Bei diesem Auszuge nun ward mit Beseitigung der ursprünglichen höheren Tendenz, eine mit Belehrung verbundene Unterhaltung als Hauptzweck angestrebt. Die frühere Einteilung in 14 Gruppen, die von sehr verschiedenem Umfange waren, musste damit fallen gelassen und nach Ausscheidung desjenigen, was der Verleger wollte, sich für die alphabetische Ordnung entschieden werden. Auch musste ich den reichen Quellenapparat, der bei einem jeden einzelnen Sprichworte angegeben und oft von ansehnlichem Umfange war, weglassen und mich begnügen, diesem Vorworte eine Reihe der benützten Werke im Allgemeinen anzuschließen.

Nun ein paar Worte über den Inhalt des Gebotenen:

Es wird kaum nötig sein, über den Wert und das Moment des Interessanten einer solchen Sammlung viel zu sagen. Die „Historischen Wörter, Sprichwörter und Redensarten“ sind dem Kulturleben der Völker entnommen und ein Stück Fleisch und Blut derselben. Was der häusliche und öffentliche Verkehr, Anschauungen und Meinungen, Scherz und Ernst, Witz und Aberwitz an die Oberfläche getrieben, findet sich hier in einzelnen Wörtern, in tiefsinnigen Aussprüchen, keck hingeworfenen Gedanken festgehalten und überbracht. In Haus und Hof, in Hütten und Palästen, in den Irrgängen der Geschichte, wie auf mondbeglänzten Gefilden der Sage, bei Schimpf und Ernst, in Streit und Spiel sind sie aufgetaucht, diese Kinder des Volksgeistes, bald angetan mit der Narrenkappe des ausgelassensten Witzes, bald die Geißel des Spottes und einer blutigen Kritik schwingend. Wo uns ein Begriff fehlt, da stellt sich gewiss zu rechter Zeit ein solches Wort des Volkes ein.

Längst schon hat man den Wert solcher Mitteilungen erkannt; aber so reich auch die Sprichwörter-Literatur bereits ist, so interessante Sammlungen darüber bestehen und durch neue, mitunter gediegene Arbeiten immer wieder vermehrt werden, eine Sammlung der historischen Sprichwörter besteht noch nicht. In dürftigen Feuilleton-Artikeln nur stoßen wir hie und da auf einen solchen historisch-sprichwörtlichen Lückenbüßer; ein Ganzes oder wenigstens eine Sammlung derselben, so erwünscht sie auch wäre, fehlt bis heute.

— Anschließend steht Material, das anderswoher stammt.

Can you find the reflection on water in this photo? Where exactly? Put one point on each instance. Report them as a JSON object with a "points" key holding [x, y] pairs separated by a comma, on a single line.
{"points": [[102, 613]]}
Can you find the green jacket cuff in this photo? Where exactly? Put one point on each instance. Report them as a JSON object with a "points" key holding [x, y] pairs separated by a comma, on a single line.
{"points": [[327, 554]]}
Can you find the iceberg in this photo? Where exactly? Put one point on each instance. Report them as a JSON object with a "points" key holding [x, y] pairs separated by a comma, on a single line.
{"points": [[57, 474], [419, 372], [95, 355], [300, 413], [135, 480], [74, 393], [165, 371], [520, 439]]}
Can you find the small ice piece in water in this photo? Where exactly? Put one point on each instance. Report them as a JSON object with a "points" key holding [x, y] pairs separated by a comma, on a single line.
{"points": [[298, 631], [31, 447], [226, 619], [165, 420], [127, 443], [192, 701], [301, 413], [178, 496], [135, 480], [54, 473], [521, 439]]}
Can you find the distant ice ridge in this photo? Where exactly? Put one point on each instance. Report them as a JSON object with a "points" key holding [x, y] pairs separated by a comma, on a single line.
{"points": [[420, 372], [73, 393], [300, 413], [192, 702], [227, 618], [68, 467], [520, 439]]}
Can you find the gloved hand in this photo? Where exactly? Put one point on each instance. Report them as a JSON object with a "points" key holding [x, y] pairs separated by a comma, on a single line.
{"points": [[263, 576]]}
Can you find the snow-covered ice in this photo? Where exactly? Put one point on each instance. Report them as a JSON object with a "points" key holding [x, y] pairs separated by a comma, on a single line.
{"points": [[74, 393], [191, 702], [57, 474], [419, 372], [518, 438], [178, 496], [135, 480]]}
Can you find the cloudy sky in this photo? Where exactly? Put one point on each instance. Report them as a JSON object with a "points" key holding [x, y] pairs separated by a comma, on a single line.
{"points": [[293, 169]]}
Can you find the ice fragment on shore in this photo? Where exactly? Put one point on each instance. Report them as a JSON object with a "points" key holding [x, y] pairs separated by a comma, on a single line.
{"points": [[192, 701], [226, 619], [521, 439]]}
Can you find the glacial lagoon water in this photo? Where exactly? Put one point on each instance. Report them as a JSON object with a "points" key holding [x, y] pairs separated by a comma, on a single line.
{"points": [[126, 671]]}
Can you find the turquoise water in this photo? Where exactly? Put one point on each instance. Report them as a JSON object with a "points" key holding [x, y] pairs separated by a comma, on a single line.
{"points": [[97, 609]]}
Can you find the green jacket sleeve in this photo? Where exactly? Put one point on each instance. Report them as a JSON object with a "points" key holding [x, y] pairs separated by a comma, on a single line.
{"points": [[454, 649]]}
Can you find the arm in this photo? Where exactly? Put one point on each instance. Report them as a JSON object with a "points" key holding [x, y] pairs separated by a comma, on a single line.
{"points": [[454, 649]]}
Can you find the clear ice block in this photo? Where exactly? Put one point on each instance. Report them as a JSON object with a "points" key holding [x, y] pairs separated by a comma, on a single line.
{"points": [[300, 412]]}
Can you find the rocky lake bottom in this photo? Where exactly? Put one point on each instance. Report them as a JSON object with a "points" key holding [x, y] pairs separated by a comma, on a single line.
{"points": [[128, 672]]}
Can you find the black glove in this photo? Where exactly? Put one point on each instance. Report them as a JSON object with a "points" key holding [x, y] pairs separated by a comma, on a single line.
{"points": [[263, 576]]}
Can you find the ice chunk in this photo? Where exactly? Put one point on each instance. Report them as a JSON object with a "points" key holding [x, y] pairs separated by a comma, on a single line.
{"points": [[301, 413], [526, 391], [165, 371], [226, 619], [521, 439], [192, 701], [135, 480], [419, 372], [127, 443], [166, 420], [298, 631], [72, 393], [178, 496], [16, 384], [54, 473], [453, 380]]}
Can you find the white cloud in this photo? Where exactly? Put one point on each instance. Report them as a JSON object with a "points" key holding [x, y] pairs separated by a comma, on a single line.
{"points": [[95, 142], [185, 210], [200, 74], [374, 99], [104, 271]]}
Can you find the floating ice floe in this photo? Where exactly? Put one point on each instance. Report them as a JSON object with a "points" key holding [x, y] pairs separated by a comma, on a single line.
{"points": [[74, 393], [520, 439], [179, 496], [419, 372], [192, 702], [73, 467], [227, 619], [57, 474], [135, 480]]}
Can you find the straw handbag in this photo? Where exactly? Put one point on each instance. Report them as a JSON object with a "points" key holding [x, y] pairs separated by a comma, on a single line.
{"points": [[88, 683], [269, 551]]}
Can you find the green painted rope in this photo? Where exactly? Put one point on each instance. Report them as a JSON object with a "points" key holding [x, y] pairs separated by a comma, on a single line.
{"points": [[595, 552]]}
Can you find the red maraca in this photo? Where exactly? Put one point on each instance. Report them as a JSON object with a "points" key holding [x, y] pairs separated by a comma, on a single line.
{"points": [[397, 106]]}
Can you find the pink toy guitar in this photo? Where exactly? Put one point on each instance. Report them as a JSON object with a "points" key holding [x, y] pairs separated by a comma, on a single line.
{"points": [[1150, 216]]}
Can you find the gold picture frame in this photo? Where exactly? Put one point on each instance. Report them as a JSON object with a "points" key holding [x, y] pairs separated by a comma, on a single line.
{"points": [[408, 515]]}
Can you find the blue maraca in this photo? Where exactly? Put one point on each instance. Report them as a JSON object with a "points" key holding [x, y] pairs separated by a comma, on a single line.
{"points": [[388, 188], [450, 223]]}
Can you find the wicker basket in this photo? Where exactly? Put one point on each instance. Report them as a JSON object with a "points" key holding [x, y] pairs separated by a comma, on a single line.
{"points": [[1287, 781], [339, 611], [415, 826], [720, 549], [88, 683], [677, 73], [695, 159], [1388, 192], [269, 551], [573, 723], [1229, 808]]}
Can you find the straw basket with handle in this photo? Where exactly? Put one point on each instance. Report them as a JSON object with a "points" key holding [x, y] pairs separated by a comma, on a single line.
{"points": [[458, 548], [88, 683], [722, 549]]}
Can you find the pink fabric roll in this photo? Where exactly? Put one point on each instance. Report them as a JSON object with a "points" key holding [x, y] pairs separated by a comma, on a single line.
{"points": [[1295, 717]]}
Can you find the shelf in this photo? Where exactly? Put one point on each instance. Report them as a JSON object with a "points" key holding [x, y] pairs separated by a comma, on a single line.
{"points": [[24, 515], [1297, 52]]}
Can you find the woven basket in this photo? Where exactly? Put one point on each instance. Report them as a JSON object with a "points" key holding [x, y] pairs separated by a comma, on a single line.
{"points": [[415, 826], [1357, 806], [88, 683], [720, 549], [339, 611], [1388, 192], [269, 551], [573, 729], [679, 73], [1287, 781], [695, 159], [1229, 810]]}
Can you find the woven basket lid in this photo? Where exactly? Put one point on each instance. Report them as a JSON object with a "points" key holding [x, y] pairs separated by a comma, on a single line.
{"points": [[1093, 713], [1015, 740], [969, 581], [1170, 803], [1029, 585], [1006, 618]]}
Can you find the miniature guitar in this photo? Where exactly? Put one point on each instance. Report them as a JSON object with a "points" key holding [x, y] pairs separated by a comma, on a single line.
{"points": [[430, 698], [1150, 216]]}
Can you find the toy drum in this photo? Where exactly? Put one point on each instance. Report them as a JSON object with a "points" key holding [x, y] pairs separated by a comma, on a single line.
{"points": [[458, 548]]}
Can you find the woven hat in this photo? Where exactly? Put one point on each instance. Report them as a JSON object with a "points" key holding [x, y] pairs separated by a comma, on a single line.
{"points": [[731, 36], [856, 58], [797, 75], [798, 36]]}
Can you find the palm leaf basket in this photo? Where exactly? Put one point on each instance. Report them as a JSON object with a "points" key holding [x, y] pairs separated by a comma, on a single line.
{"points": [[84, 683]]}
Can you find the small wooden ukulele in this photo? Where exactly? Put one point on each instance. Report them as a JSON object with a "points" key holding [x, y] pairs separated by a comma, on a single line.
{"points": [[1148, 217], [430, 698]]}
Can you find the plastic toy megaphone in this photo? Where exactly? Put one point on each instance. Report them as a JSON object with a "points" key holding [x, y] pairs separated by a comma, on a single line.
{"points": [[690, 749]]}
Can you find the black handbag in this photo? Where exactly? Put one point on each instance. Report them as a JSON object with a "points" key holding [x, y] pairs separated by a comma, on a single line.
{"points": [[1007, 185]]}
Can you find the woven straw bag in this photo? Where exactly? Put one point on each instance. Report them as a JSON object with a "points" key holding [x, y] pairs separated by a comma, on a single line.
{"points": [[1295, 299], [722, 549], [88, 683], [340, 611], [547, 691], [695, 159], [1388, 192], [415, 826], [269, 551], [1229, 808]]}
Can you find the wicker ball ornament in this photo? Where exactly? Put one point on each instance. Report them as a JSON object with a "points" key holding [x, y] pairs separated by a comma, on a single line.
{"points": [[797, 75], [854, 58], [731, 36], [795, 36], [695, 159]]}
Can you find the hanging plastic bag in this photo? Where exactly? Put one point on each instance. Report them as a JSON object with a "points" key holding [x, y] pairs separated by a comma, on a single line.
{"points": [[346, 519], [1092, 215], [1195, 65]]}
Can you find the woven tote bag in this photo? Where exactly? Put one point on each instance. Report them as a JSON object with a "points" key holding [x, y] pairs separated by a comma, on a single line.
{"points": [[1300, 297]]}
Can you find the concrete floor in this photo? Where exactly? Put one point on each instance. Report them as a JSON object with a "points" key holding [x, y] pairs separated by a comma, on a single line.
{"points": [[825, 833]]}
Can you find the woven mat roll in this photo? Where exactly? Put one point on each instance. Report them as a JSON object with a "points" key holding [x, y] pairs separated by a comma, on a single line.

Diesem Bedürfnisse zu entsprechen, ist der Hauptzweck dieser Sammlung, an welche der Verfasser jahrelangen ausdauernden Fleiß verwendet, wie ihm auch ein reiches. längst verlorenes und vergessenes Materiale zu Gebote stand. Und um diesen Zweck einer volkstümlichen Gabe ganz besonders zu fördern, hat es sich derselbe angelegen sein lassen, in Form und Stilisierung dieses Teiles des großen Ganzen eine mehr populäre Färbung anzubringen.

Der Herausgeber bittet um Nachsicht bei Beurteilung seines Werkchens, die man ihm nicht vorenthalten dürfte, wenn man den Eingang dieses Vorwortes gelesen hat; aber er glaubt noch immer einen nicht ganz uninteressanten und unwillkommenen Beitrag zur Kulturgeschichte, selbst mit diesem Bruchstücke, geliefert zu haben.

Wien, am 1. August 1862.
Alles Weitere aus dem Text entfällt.